Les deux médicaments possèdent toutefois une biodisponibilité identique. Par ailleurs, en ce qui concerne le critère de la métabolisation et de l’élimination, il faut retenir que les molécules étudiées sont toutes métabolisées par le CYP 3A4.

De plus, la durée de leur demi-vie d’élimination est presqu’identique. Le R-énantiomère de la cétirizine possède en revanche un taux de métabolisation plus faible, soit de 85,8 %. Sur la base de la tolérance et de la sécurité, les deux molécules proposent des valeurs proches.

Le cas de la lévofloxacine

Pour le médicament racémique ofloxacine, la lévofloxacine représente un eutomère, c’est-à-dire un énantiomère R.

Comparaison sur la base de la pharmacodynamie

Ici, il faut retenir que sur les bactéries à Gram-positif, la lévofloxacine possède un effet qui est deux fois plus élevé que celui de l’ofloxacine. La première molécule est donc plus active que la deuxième. Outre cela, qu’ils soient producteurs de bêta-lactamases ou pas, le Moraxella catarrhalis et l’Haemophilus influenzae sont sensibles à la lévofloxacine.

Les concentrations minimales inhibitrices (CMI) de cette dernière sont en effet deux fois inférieures à celles de l’ofloxacine. Par ailleurs, sur les bactéries anaérobies strictes, les CMI de la lévofloxacine sont inférieures à celles de l’ofloxacine. Il faut préciser que spécifiquement sur les bactéroïdes Peptostreptococcus sp. et fragilis, l’activité de la lévofloxacine s’avère plus élevée.

En revanche, c’est le racémate qui possède une action légèrement plus élevée que celle de l’énantiomère R sur les bactéries intracellulaires respiratoires, car ses CMI sont plus importantes.

Comparaison pharmacocinétique

En considérant l’ensemble des facteurs définissant la pharmacocinétique, il semblerait qu’un traitement de 400 mg d’ofloxacine possède les mêmes effets qu’une administration de 200 mg de lévofloxacine. C’est ce qui ressort de l’étude de M. Verho at al.

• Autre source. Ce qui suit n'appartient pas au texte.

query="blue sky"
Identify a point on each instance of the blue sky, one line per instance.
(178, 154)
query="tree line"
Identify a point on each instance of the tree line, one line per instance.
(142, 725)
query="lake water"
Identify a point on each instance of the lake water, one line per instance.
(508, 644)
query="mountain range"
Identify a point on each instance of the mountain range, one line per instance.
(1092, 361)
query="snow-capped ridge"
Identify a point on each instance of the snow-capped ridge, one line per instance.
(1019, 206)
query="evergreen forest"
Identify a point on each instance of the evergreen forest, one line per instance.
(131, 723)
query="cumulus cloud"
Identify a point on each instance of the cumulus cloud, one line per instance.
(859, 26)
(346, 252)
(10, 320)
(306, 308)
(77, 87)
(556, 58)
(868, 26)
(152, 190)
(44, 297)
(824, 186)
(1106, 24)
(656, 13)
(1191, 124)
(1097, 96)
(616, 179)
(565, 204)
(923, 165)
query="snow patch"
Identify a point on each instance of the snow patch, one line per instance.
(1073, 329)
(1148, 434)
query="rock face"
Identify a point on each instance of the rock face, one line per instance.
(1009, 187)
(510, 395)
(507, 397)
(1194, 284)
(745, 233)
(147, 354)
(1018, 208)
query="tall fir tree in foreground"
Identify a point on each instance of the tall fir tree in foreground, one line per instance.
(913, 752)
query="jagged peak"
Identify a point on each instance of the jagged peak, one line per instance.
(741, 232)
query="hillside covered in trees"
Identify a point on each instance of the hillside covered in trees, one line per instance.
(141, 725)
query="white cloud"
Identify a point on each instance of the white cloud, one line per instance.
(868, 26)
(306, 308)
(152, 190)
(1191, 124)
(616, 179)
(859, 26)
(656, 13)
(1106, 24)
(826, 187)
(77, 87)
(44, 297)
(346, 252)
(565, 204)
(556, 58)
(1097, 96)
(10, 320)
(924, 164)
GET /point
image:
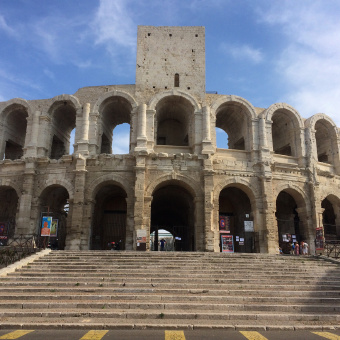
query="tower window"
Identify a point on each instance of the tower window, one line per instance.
(176, 80)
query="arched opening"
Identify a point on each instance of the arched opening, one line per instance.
(284, 130)
(8, 210)
(174, 119)
(121, 139)
(236, 219)
(325, 141)
(232, 118)
(330, 218)
(54, 203)
(63, 115)
(14, 132)
(172, 209)
(115, 111)
(162, 240)
(291, 227)
(109, 220)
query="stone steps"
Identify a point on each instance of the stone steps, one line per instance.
(183, 289)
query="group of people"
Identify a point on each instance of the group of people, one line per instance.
(299, 249)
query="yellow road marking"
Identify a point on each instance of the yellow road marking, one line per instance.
(94, 335)
(253, 335)
(328, 335)
(15, 334)
(174, 335)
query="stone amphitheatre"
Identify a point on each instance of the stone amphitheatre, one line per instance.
(277, 169)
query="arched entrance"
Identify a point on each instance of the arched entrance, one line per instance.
(236, 212)
(54, 203)
(8, 209)
(109, 221)
(330, 218)
(172, 209)
(290, 225)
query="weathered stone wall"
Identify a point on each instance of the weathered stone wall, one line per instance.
(280, 152)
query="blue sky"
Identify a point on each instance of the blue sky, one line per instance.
(266, 51)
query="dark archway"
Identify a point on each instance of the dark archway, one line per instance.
(329, 218)
(290, 226)
(54, 203)
(235, 208)
(172, 209)
(109, 221)
(8, 210)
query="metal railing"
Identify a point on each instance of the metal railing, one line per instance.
(332, 248)
(17, 248)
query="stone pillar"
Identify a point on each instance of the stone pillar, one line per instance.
(139, 222)
(206, 132)
(31, 149)
(83, 142)
(268, 236)
(25, 224)
(75, 228)
(141, 138)
(44, 138)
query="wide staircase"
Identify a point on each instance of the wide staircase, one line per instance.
(113, 289)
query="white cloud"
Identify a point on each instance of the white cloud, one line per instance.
(243, 52)
(5, 27)
(309, 63)
(113, 25)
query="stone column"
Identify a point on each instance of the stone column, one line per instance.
(139, 222)
(31, 149)
(206, 132)
(141, 138)
(75, 228)
(25, 224)
(268, 236)
(83, 142)
(44, 138)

Ainsi, au niveau de l’absorption et de la distribution, on retient que la lévofloxacine est plus satisfaisante en termes de biodisponibilité. Outre cela, tout comme la lévofloxacine, l’ofloxacine possède des concentrations sériques inférieures aux taux dans les tissus, notamment ceux :

  • De la prostate ;
  • Des glandes salivaires ;
  • De la muqueuse oropharyngée ;
  • Du parenchyme pulmonaire.

De ce fait, les deux molécules ont une forte affinité tissulaire. Au niveau du facteur de la métabolisation et de l’élimination, la lévofloxacine et l’ofloxacine sont similaires en termes de :

  • Inversion chirale (inexistante) ;
  • Stabilité stéréochimique ;
  • Métabolisme (faible : moins de 5 %) ;
  • Excrétion (par les reins).

Outre cela, l’ofloxacine possède une durée d’action moindre que celle de la lévofloxacine, car sa demi-vie d’élimination va de 5 à 7 h contre 6 à 8 h. Sur la base du critère de la toxicité et de la sécurité, il faut retenir que les deux molécules sont bien tolérées. Leurs effets indésirables sont certes faibles, mais ils restent toutefois existants.

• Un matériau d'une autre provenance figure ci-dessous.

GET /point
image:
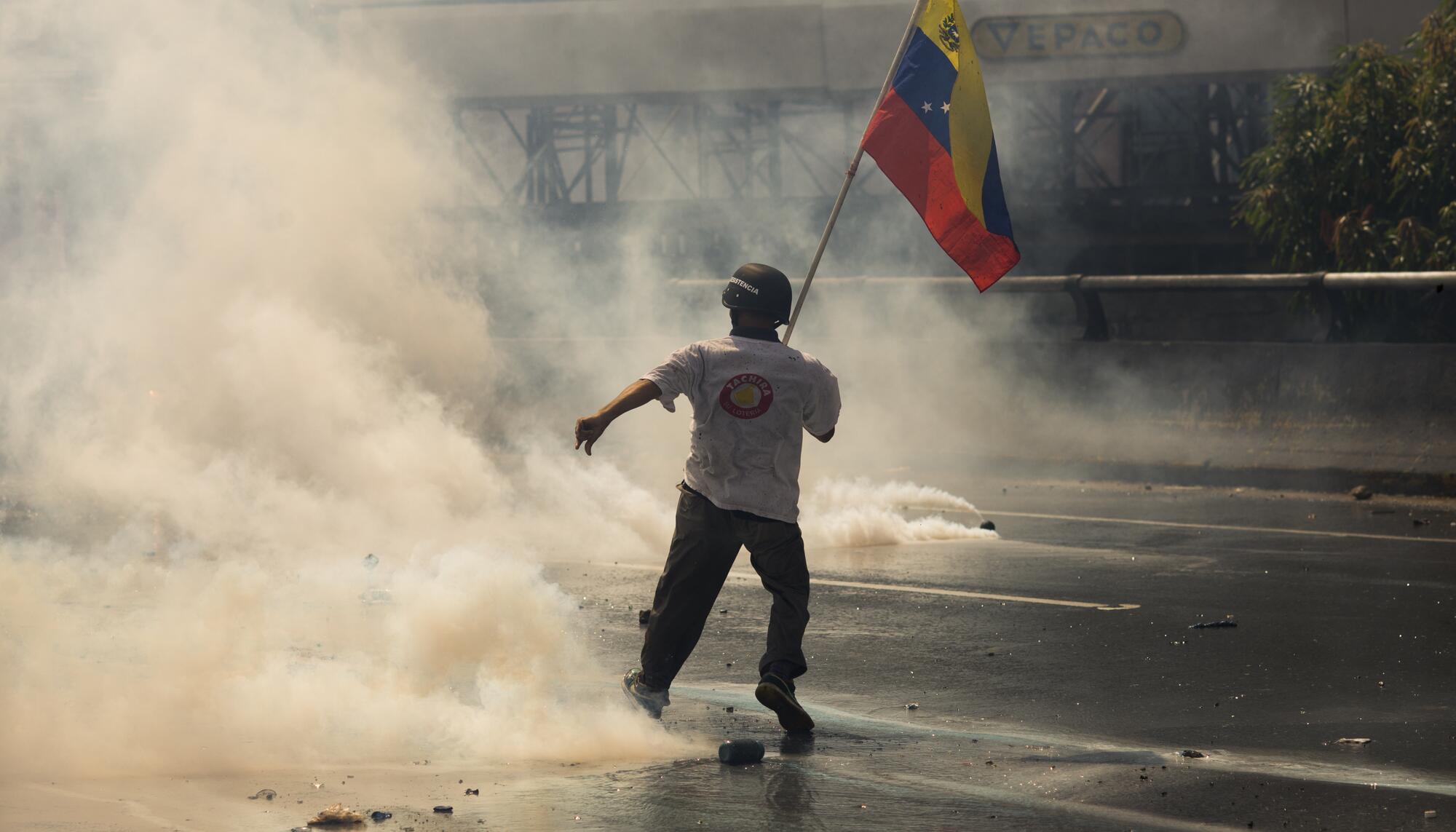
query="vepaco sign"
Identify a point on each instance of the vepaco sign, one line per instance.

Une démarche sans intérêt thérapeutique

Sur la base du rapport bénéfice/risque, aucun des trois médicaments étudiés ne possède une supériorité confirmée à son racémate. Il existe un autre médicament isomère appelé ésoméprazole et dont le produit racémique est l’oméprazole par rapport auquel la presse ISDB tire la même conclusion.

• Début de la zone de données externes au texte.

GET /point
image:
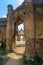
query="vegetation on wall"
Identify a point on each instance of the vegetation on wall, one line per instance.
(37, 60)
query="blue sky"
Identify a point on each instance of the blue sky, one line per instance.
(4, 3)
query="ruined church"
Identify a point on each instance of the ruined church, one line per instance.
(31, 14)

Cependant, il faut préciser que seule la lévofloxacine bénéficie d’une preuve d’intérêt thérapeutique. Celle-ci ne concerne que sa capacité à traiter les infections respiratoires communautaires. De manière générale, il n’existe pas d’avantage supplémentaire à préférer la commercialisation d’un médicament énantiomère plutôt qu’une vente sous sa forme racémique.